Processo que pede a proibição das doações de empresas está há um ano parado no Supremo

A ação que pede a proibição das doações de empresas a candidatos, comitês eleitorais ou partidos políticos fez aniversário nesta quinta-feira, 2, na gaveta do ministro Gilmar Mendes, do Supremo Tribunal Federal. Há um ano, completos neste 2 de abril, Mendes pediu vista ao processo quando o plenário do Supremo já tinha maioria pela aprovação. O julgamento só será retomado quando a ação for devolvida ao plenário, o que não tem prazo para acontecer – o regimento interno da Corte que determinar 30 dias para a devolução quase nunca é respeitado.

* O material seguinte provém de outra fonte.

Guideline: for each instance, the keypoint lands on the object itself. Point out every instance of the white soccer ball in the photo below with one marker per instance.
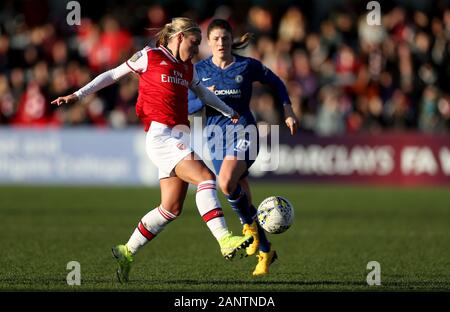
(275, 214)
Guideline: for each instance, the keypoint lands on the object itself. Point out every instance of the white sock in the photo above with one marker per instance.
(210, 209)
(149, 226)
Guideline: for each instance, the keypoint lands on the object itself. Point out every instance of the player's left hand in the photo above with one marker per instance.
(292, 124)
(235, 117)
(291, 121)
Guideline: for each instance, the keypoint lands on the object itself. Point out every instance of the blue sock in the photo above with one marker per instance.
(239, 203)
(264, 244)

A ação é de autoria da Ordem dos Advogados do Brasil (OAB), que ingressou com o pedido em 2011, sob o argumento de que “pessoas jurídicas não são cidadãos e por isso não possuem a legítima pretensão de participarem do processo político-eleitoral”. Hoje, as empresas podem doar até 2% do seu faturamento bruto registrado no ano anterior. Quando Mendes pediu vista, seis dos 11 ministros haviam votado a favor da proibição. Ou seja, se os cinco restantes votarem contra, ainda assim o placar termina em 6 a 5.